Two out of Three in the Special Session
Published: Jul 02, 2009
The legislature wrapped up its special session today. Both chambers passed on a controversial toll road bill and chose to go home for Independence Day rather than slog it out in Austin for another week.
Bills renewing five state agencies and authorizing $2 billion in transportation bonds for highway construction sailed through both chambers, save for a scuffle over a Transportation Revolving Fund included in the transportation bill.
HB 3 and SB 3 which would have revived the state’s authority to enter into public-private toll road contracts sputtered out in committee. Legislators couldn't muster the votes or enthusiam to vote for the bills.
In 2007, the legislature put a moratorium on comprehensive development agreements, government contracts with private companies to build and operate—and profit from— toll roads. CDAs have long been one of Gov. Rick Perry’s favored means of financing highway construction in lieu of more traditional methods like a motor fuels tax, said Steven Polunsky, Sen. John Carona’s transportation spokesman. Carona, R-Dallas, and Sen. Robert Nichols, R-Jacksonville, authored legislation during the regular session that would have ended the moratorium on public-private toll contracts, and allowed limited CDAs.

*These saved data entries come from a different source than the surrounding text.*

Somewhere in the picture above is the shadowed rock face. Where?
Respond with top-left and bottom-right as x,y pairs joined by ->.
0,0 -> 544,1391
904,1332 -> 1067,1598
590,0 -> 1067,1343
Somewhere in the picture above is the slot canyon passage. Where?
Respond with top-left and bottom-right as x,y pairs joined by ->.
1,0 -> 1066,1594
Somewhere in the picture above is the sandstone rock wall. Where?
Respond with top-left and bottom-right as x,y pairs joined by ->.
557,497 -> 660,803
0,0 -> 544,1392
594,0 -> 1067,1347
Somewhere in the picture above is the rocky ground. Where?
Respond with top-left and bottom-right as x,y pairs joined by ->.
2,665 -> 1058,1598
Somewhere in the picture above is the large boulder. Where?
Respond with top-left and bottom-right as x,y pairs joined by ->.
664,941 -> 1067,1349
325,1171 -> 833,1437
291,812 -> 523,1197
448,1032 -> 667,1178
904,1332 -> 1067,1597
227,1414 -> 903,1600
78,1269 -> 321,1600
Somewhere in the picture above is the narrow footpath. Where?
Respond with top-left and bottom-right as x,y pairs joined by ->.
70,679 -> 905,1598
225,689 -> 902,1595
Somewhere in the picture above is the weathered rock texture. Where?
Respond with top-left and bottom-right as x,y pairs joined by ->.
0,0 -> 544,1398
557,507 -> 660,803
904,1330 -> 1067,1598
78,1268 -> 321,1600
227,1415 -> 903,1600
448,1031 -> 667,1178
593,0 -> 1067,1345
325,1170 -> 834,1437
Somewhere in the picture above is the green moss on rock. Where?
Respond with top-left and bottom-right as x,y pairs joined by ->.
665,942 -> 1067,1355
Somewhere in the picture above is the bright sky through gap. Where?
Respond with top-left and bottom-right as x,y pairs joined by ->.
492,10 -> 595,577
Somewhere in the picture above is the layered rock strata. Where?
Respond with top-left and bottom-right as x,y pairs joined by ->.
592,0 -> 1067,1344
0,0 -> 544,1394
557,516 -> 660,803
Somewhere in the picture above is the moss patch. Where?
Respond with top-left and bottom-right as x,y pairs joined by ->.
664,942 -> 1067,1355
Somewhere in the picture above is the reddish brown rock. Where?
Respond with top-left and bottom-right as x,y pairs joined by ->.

Some legislators argue that CDAs are a necessary evil since other options like a local gas tax had been taken off the table.
“As far as the range of tools that you can use to build infrastructure, CDAs are not the most desirable at all. Tolls are not the most desirable,” Polunsky said. “But when all you have on the table are those less desirable options, when your urban areas are clogged with congestion and that’s affecting your air quality…. Is it a problem that you can just ignore and hope goes away?”

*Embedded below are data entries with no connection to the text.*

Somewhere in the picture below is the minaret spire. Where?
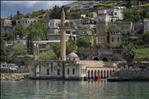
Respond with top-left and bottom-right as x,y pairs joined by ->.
60,8 -> 66,61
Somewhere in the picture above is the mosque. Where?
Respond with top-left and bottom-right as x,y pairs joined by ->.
30,9 -> 116,80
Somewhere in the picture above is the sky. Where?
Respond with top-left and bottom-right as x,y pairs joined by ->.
1,1 -> 75,18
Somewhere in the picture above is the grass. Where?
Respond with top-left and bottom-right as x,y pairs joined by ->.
104,61 -> 113,67
134,48 -> 149,60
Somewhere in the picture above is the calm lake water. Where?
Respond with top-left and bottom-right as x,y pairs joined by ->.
1,80 -> 149,99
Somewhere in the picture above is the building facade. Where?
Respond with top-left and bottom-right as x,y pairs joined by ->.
144,19 -> 149,32
96,32 -> 121,47
31,52 -> 116,80
16,18 -> 38,28
1,19 -> 12,27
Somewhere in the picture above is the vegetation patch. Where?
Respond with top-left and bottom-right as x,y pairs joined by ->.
134,48 -> 149,60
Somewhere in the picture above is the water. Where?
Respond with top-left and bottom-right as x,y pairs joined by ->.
1,80 -> 149,99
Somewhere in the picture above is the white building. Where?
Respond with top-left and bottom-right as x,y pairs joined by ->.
48,19 -> 70,29
144,19 -> 149,32
97,9 -> 108,15
48,19 -> 61,29
16,18 -> 38,28
111,6 -> 125,20
96,6 -> 125,23
48,19 -> 70,34
96,14 -> 112,23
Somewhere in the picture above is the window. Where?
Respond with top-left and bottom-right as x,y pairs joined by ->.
112,37 -> 114,42
47,69 -> 49,75
57,69 -> 60,75
51,63 -> 53,72
117,37 -> 119,42
72,68 -> 75,75
67,68 -> 69,75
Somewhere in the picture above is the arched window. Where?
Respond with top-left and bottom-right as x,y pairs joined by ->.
67,68 -> 69,75
57,69 -> 60,75
98,70 -> 100,76
88,70 -> 90,78
101,70 -> 103,78
94,70 -> 96,77
47,69 -> 49,75
72,68 -> 75,75
91,70 -> 93,79
104,70 -> 106,78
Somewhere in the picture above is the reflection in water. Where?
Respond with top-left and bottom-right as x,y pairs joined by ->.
1,80 -> 149,99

Toll road opponents, meanwhile, say the state shouldn’t give private companies a lease to tax citizens for driving on highways that used to be publicly owned.
“If that’s the only reason we’re here, you can just put me down as a no,” said Democratic Caucus leader Rep. Jim Dunnam. His comment was met with cheers from the handful of anti-toll road activists at the Transportation Committee hearing yesterday. “If that’s the only reason we’re here, it’s offensive.” SB 3 got a similar reception at the Senate Finance Committee hearing.
So it wasn’t much of a surprise today when Lt. Gov. David Dewhurst pronounced what’s now dubbed the CDA bill dead. (“It wasn’t that urgent” he told reporters.) Many of the CDA projects the bill addressed—mostly in North Texas—would stay in the pipeline, at worst stalling until the next legislative session 18 months from now.
House transportation chair Joe Pickett carried HB 3, but didn’t seem to feel much urgency about it, either. “In transportation terms, two years is still a short period of time,” he said after the committee hearing, where he left the bill pending.
Only problem is, lawmakers may have forestalled a bill that could have added tighter guidelines for future CDAs, according to Sen. Nichols. By not passing the legislation Nichols said they had “kicked the can down the road” to the next legislative session. He released a conciliatory, if slightly defeated, statement on the bill at the end of the day:
If the Legislature does not reauthorize CDAs during this very short special session, I don’t think it will cause any problems for the state. My only goal in authoring Senate Bill 3 was to make sure that if the Legislature decided to allow CDAs, we would only do so in a way that returned local control of transportation projects and established important protections for Texas drivers and taxpayers.